Il s’agit très souvent d’éléments symboliques qui unissent les Français malgré leurs divisions politiques, économiques ou sociales : l’esprit républicain, la continuité historique du pays, la construction nationale, etc. Le candidat doit démontrer, par exemple, sa capacité à saisir, dans la profondeur historique, la construction nationale française. Ainsi, un candidat de gauche à l’élection présidentielle qui proposera, dans la dimension représentative, une vision égalitaire de la société ancrée dans l’héritage révolutionnaire, devra-t-il être capable, dans le même temps, de comprendre et de « dire », comme Péguy : « La République, notre royaume de France ». Il devra montrer qu’il est capable de prendre en charge la totalité de ce qu’est la France, dans son entier et dans sa complexité.

C’est un point essentiel pour la gauche et pour les socialistes en particulier, car ils ont largement abandonné depuis François Mitterrand cette dimension d’incarnation et d’unification, par-delà les divisions nationales, en privilégiant quasi-uniquement la dimension représentative – celle-ci étant empreinte de surcroît d’un économisme et d’un technocratisme délétères. Ils ont commis cette erreur fondamentale en raison notamment d’une conception faussée de ces enjeux qu’ils perçoivent comme conflictuels. La Nation a été abandonnée à la droite, et souvent à une droite extrême, en raison du danger nationaliste ; la République a été délaissée de la même manière parce qu’elle ne serait plus un « modèle » efficace pour intégrer les différences identitaires ou encore parce que son « universalisme » a pu être un synonyme d’oppression et de domination plutôt que d’émancipation dans le passé ; la laïcité est souvent apparue comme dépassée en raison de « l’évolution de la société », notamment du fait d’un problème nouveau et spécifique que poserait l’islam par rapport aux autres religions dans le cadre national.
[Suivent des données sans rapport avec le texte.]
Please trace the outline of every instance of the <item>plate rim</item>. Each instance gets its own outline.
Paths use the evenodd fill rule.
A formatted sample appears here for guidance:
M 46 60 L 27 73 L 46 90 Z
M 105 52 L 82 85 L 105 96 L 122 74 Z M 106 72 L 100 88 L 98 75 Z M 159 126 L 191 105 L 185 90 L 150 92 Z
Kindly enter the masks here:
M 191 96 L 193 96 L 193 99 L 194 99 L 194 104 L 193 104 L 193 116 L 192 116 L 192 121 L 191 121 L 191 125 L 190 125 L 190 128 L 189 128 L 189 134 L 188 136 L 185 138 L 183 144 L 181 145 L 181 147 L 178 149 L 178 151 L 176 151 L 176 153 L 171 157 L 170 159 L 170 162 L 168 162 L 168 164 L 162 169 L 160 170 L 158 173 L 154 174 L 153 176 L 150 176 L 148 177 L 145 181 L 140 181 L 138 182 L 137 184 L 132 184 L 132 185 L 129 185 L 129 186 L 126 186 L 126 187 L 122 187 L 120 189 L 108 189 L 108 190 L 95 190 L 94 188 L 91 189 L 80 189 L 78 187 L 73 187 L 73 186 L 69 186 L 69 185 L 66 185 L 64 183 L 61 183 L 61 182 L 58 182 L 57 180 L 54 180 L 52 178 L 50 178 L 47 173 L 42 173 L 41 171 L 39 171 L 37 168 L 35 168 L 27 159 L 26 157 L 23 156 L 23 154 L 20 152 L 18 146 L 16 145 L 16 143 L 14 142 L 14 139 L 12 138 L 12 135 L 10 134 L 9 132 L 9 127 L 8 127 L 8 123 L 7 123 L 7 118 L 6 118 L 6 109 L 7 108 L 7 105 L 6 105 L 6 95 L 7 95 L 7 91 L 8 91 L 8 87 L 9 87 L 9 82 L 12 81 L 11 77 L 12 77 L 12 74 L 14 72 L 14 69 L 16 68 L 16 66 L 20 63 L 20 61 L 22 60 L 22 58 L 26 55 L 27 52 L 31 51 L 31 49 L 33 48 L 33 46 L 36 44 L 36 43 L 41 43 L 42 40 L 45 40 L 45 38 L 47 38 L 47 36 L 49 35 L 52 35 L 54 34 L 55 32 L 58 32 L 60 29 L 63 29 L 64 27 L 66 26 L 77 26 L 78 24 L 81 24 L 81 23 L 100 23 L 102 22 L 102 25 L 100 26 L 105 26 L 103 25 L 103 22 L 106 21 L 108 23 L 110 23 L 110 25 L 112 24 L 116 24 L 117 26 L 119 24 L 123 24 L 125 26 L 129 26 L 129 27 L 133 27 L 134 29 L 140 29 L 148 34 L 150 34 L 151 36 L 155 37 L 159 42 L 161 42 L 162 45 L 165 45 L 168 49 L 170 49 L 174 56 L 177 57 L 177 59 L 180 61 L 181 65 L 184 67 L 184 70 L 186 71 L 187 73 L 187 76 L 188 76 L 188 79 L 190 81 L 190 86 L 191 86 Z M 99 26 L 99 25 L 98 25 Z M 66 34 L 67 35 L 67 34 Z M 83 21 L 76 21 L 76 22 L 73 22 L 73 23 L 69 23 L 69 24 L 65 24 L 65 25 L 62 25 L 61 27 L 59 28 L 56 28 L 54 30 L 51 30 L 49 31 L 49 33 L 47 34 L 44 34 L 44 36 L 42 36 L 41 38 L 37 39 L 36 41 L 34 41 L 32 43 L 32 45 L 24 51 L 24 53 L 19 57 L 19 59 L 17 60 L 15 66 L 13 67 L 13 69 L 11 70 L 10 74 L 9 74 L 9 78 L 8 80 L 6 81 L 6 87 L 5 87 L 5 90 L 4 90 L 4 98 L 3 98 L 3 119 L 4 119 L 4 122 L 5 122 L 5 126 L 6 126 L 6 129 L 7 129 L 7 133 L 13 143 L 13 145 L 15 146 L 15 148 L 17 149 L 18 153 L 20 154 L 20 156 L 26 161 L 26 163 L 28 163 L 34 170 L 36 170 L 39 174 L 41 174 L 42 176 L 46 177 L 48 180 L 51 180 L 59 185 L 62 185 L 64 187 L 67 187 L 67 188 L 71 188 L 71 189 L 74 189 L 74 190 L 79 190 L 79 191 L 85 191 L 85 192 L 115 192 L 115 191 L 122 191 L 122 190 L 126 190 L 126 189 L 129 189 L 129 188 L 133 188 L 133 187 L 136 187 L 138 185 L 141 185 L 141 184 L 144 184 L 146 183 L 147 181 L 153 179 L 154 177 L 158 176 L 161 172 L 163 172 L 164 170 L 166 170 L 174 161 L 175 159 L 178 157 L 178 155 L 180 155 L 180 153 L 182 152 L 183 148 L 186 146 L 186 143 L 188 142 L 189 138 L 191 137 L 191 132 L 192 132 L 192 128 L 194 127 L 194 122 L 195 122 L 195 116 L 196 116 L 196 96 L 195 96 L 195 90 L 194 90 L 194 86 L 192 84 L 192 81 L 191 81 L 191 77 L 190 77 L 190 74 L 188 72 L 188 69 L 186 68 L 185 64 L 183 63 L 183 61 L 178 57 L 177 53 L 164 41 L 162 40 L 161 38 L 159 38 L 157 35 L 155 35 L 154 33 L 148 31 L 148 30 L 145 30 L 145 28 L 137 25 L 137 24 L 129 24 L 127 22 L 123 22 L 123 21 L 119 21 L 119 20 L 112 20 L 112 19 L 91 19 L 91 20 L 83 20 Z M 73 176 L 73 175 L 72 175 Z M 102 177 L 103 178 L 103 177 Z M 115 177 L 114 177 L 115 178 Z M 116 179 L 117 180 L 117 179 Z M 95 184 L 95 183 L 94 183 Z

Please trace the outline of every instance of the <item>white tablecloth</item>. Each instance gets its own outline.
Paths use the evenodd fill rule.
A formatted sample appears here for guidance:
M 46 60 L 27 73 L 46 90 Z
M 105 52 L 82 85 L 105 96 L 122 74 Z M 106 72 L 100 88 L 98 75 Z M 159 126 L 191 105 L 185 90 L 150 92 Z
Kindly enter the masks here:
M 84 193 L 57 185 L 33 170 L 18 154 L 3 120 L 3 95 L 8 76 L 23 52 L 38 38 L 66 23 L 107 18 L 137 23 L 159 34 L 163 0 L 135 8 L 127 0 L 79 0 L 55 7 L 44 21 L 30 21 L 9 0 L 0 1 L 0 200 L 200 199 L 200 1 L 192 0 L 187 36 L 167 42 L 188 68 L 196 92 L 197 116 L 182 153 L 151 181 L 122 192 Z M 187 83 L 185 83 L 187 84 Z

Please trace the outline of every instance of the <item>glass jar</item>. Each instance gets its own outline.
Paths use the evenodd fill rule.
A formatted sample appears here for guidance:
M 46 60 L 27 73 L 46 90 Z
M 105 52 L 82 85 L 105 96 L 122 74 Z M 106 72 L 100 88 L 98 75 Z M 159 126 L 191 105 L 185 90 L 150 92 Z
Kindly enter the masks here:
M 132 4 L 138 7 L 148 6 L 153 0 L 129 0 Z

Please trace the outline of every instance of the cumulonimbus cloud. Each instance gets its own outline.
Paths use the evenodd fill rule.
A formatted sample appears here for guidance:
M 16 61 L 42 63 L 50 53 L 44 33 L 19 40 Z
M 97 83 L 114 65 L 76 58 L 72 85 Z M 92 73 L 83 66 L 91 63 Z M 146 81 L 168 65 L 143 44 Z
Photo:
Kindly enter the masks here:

Dans cette perspective, un candidat socialiste à l’élection présidentielle doit au contraire, pour retrouver la dimension d’incarnation, réinvestir ces trois terrains (Nation, République, laïcité). Car ils sont non seulement un élément-clef de la construction historique du socialisme mais surtout, plus largement, un héritage commun des Français, le socle du contrat social qui les unit. Le candidat à l’élection présidentielle doit donc être le porteur de l’idéal républicain et de la continuité de l’exigence laïque tout en étant celui qui comprend l’histoire nationale dans tous ses aspects, et incarne in fine la Nation (et pas seulement l’Etat !) aux yeux de ses concitoyens et à l’étranger. Pour ce faire, le candidat doit impérativement donner tous les signes d’une parfaite compréhension et d’une maîtrise intime de ces valeurs. Son langage et sa tenue en public, l’utilisation de références communes du patrimoine culturel et historique mais aussi la connaissance des débats sur l’Histoire doivent être des préoccupations majeures pour lui dans la campagne, en particulier lors de moments d’expression solennels ou médiatiques.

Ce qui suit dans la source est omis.